Yep. That’s pretty much all I think about these days.
I read somewhere that if a pregnant mother has fears that she hasn’t addressed or if she feels unprepared, that her body can slow down the birthing process. I started feeling contractions on Monday and it really felt like things were getting serious, and, I’ll admit, I was nervous and feeling not quite ready.
So, this week has been all about mental preparation and crossing off my to-do list items. I decided it was time to get everything done that I had been putting off and get it out of my head so that I can be clear and focused. I want my mind and body clear for this birth. I understand that things can’t always be mapped out exactly the way I want them to be, and I’ve accepted that. Tarrell has been instrumental in helping me address my fears about giving birth and also about being away from Knox for longer than I’d like and I am so thankful to have him as a partner through this. He is going to be the best support I could ever ask for, I can tell.

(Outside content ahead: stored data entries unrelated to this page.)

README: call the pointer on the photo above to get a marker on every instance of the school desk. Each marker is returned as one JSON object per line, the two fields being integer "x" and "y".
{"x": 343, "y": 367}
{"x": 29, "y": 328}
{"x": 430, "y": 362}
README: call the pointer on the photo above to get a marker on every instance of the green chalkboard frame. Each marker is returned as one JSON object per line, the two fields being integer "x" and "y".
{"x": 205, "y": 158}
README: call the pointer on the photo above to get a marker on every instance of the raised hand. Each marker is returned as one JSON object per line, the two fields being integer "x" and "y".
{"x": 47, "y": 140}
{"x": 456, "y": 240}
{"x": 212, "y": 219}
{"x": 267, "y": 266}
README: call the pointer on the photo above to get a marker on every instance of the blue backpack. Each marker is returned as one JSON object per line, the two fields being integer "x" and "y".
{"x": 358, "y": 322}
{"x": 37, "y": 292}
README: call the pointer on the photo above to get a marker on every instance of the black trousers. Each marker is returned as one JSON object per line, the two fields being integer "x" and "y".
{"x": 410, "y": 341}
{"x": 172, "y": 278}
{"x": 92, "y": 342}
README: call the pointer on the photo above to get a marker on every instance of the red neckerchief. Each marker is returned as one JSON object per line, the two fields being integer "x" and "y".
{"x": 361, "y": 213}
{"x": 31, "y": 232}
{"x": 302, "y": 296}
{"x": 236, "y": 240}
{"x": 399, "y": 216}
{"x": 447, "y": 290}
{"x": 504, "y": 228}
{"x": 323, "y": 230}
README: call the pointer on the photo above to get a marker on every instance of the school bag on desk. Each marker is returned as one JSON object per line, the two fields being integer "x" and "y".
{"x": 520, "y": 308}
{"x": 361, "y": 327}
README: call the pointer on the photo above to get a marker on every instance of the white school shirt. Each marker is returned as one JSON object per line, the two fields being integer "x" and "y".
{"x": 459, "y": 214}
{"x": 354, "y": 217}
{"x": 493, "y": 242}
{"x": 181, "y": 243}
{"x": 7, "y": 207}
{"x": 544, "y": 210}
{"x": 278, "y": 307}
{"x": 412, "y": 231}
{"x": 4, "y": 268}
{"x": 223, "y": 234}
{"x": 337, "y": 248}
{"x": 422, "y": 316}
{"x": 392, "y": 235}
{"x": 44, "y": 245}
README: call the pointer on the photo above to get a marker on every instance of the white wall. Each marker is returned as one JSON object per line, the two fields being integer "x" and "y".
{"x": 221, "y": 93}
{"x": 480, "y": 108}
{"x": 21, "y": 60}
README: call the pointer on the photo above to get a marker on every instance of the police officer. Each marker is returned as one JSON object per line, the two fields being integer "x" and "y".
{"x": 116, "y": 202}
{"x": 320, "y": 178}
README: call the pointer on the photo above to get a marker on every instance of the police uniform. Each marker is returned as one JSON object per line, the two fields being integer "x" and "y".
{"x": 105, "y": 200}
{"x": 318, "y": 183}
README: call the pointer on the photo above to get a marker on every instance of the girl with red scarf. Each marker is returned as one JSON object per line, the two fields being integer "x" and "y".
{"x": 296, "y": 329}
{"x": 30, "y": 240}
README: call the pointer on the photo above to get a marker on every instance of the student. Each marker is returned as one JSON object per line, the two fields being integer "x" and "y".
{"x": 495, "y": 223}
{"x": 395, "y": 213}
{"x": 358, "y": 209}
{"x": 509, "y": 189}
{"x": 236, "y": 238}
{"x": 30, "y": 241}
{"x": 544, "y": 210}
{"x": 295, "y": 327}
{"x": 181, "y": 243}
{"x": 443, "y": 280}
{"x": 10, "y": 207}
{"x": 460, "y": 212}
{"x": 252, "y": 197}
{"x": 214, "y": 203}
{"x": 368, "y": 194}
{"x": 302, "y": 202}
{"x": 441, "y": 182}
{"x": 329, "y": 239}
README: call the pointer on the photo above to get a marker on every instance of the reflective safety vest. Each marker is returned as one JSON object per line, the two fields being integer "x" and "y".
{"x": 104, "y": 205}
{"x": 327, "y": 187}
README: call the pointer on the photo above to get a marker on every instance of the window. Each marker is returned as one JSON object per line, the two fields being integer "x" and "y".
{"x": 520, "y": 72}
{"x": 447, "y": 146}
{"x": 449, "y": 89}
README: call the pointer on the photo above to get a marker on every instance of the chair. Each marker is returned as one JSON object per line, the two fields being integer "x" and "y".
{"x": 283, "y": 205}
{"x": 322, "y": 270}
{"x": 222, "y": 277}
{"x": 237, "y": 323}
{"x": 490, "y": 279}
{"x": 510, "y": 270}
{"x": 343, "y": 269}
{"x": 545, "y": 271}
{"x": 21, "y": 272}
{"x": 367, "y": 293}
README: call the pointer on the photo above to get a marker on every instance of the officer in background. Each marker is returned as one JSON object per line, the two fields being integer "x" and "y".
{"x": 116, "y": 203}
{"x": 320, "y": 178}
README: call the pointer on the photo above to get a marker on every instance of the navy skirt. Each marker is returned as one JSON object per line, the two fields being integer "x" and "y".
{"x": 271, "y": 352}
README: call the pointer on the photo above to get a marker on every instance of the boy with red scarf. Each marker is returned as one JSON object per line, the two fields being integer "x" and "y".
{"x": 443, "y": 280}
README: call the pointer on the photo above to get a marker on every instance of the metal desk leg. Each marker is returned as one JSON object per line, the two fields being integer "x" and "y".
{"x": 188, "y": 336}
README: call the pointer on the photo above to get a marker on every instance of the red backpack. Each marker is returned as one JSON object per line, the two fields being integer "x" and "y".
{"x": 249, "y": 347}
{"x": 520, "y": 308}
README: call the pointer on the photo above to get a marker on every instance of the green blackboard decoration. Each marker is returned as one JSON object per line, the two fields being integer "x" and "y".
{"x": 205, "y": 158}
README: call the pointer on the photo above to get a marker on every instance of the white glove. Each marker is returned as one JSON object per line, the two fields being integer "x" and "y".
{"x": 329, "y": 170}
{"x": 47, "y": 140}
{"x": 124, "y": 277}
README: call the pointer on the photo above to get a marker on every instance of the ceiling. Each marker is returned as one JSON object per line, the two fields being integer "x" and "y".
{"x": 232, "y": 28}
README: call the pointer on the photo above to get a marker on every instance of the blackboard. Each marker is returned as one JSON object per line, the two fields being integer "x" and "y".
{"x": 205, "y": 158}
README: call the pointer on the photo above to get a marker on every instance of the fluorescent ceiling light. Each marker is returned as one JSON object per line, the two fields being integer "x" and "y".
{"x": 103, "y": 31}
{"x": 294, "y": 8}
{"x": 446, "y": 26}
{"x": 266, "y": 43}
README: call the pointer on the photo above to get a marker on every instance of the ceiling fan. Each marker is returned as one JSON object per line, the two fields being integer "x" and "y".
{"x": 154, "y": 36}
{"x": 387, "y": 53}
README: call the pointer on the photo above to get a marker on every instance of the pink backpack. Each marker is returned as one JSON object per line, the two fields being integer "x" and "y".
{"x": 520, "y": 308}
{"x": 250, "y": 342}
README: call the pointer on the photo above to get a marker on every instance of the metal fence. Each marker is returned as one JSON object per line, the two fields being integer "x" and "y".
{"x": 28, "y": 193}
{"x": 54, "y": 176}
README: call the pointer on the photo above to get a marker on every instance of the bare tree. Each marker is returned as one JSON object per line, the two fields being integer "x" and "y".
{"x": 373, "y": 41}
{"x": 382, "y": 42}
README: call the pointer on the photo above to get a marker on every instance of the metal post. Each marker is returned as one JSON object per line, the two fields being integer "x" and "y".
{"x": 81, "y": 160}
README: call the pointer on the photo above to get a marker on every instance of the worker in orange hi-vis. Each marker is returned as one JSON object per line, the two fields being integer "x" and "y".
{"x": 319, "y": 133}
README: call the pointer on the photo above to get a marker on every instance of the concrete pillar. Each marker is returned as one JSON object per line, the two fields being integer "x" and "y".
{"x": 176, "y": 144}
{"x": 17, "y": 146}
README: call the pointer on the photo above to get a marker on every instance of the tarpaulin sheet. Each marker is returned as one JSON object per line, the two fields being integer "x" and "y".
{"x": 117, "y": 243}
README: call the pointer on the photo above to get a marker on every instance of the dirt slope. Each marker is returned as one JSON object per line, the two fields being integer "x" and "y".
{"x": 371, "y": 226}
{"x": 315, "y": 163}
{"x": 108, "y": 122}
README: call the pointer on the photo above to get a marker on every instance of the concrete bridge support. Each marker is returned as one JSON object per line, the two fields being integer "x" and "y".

Now I finally feel like I have come to terms with all of the things that have been nagging at me for the past several months. I’ve typed up my special requests for the hospital staff (I’m sure they’re waiting with bated breath to read it!), I’ve packed the bags, studied my breathing and labor positioning techniques, I’ve cleaned and cleaned and cleaned and cleaned my house… I’ve even created a music playlist for the big event (I amused myself by adding some relevant titles to the list such as Cat Stevens’ I’m On My Way!, The Verve’s The Drugs Don’t Work, The Elected’s Come On, Mom and Don’t Blow It, and Sam Bush’s King of the World. Maybe I’ll post the rest of the list later? It’s a good one.)
So, now that all of that is done I’ve kind of started creating things that weren’t really on my list, or doing things on my list that I kind-of, never really intended to do before she came. Not that I’m swimming in extra time here, I should be lying down and resting while Knox is napping but my brain won’t turn off, so I end up inventing things that have to get done.
Hopefully, she won’t wait around too much longer. I’m ready to experience this birth, meet this little person and get back home and started with our new lives.